Melvale is a section of north Baltimore City west of Roland Park with its center where Cold Spring Lane (once called Melvale Avenue) passes over the Jones Falls. A water driven flour mill was established in the first half of the 19th Century in Melvale. The mill structure still stands and is today part of the Fleischmann vinegar plant. From 1887 to 1920 the stone building was used by the Melvale Distilling Co., one of the nation’s premiere rye whiskey producers of its time. Prohibition ended the distillery’s successful run.
In 1885 an asylum was established by Dr. William Frederick Steuart in Melvale. Steuart was a surgeon for Robert E. Lee’s troops during the Civil War. His son, Dr. Cecilius Calvert Steuart, took over administration of the Melvale Hospital upon his father’s retirement.
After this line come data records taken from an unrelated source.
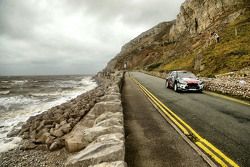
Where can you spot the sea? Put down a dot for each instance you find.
(25, 96)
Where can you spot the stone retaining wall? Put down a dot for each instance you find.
(233, 84)
(90, 127)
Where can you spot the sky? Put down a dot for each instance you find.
(54, 37)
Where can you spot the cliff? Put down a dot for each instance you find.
(187, 43)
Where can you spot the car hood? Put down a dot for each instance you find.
(190, 80)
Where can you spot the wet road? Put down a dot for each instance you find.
(224, 123)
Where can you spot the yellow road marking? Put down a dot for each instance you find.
(227, 97)
(217, 159)
(174, 118)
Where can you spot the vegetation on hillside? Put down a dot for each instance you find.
(231, 54)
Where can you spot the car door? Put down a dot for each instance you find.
(172, 79)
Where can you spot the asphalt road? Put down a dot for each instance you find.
(224, 123)
(149, 142)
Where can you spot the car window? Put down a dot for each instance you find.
(186, 75)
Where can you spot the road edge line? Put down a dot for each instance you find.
(204, 156)
(226, 97)
(148, 94)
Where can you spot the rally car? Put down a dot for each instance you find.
(183, 81)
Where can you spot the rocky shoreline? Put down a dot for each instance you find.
(85, 131)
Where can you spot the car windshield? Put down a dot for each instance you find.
(186, 75)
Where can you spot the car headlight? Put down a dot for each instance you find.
(182, 82)
(201, 82)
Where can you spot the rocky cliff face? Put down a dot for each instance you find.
(186, 43)
(197, 15)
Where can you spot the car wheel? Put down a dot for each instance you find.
(175, 87)
(166, 84)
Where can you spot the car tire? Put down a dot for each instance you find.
(175, 87)
(166, 84)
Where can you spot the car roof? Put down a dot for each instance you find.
(180, 71)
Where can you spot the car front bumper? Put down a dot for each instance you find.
(185, 87)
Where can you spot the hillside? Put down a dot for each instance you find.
(187, 43)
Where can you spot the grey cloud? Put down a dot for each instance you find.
(72, 36)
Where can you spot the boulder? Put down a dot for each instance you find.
(57, 144)
(75, 143)
(107, 149)
(13, 133)
(57, 133)
(110, 122)
(111, 164)
(109, 106)
(92, 133)
(66, 128)
(111, 97)
(43, 138)
(27, 145)
(109, 115)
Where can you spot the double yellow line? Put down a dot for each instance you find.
(202, 143)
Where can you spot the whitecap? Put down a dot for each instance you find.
(5, 92)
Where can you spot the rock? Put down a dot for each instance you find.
(57, 144)
(110, 122)
(109, 106)
(43, 138)
(49, 140)
(111, 164)
(27, 145)
(74, 143)
(57, 133)
(111, 97)
(92, 133)
(13, 133)
(107, 149)
(66, 128)
(109, 115)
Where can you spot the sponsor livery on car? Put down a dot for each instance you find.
(183, 81)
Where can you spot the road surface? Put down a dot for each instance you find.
(224, 123)
(150, 141)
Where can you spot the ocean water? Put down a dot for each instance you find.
(25, 96)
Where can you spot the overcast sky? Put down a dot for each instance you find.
(72, 36)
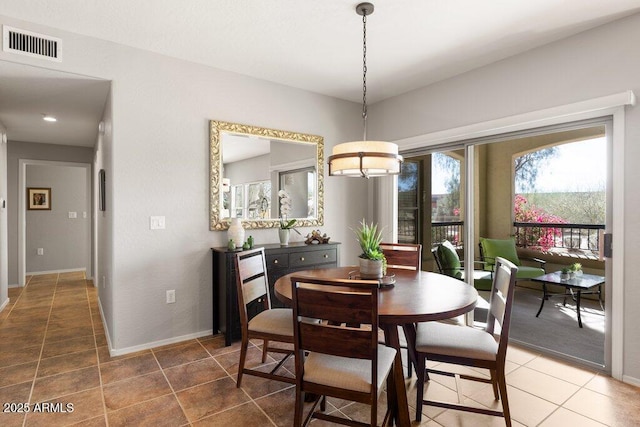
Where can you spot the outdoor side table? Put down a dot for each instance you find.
(582, 285)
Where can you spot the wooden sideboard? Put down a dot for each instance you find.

The Steuart’s are related to the Calvert family, founders of Maryland.
The Melvale gas holder was built in 1933 for the Baltimore Gas & Electric Company. The 258 foot tall steel cylinder was constructed by the Bartlett Hayward Co., one of Baltimore’s historic businesses. The gigantic tank sits just off the Jones Falls Expressway next to the Cold Spring Light Rail station. The decommissioned tank once stored gas and later natural gas for nearby Baltimoreans. The Melvale gas holder is targeted for demolition in 2013.
Phase IV of the Jones Falls Trail, a paved biking/hiking path, will run right past the gas holder on its way north to Greenspring Avenue and Cylburn Arboretum. The entire trailhead will eventually connect Baltimore’s Inner Harbor with Lake Roland. Phase IV, running from Woodberry to Cylburn, is scheduled to be completed in December 2012, but appears to be slightly behind schedule.
The boundaries of Melvale are difficult to determine today and the name is rarely used anymore. The old mill building lies within a series of parks starting with Cylburn Arboretum and descending south to Cold Spring Park, Woodberry Woods, Hooper & Rockrose Park and terminating at historic Druid Hill.
A city landfill, which started as a quarry, west of Cold Spring Park is now athletic fields and a parking lot. The city’s “stump dump,” once the sewage filtration plant for the Roland Park neighborhood is also contained within the region of Melvale.
The origin of the Melvale name is not clear to me at this time. Further research of land records and old maps will hopefully shine some light on the subject. I suspect the name is attached to the mill that once turned grain to flour along the west bank of the Jones Falls long before there was a concrete expressway dividing the rolling landscape.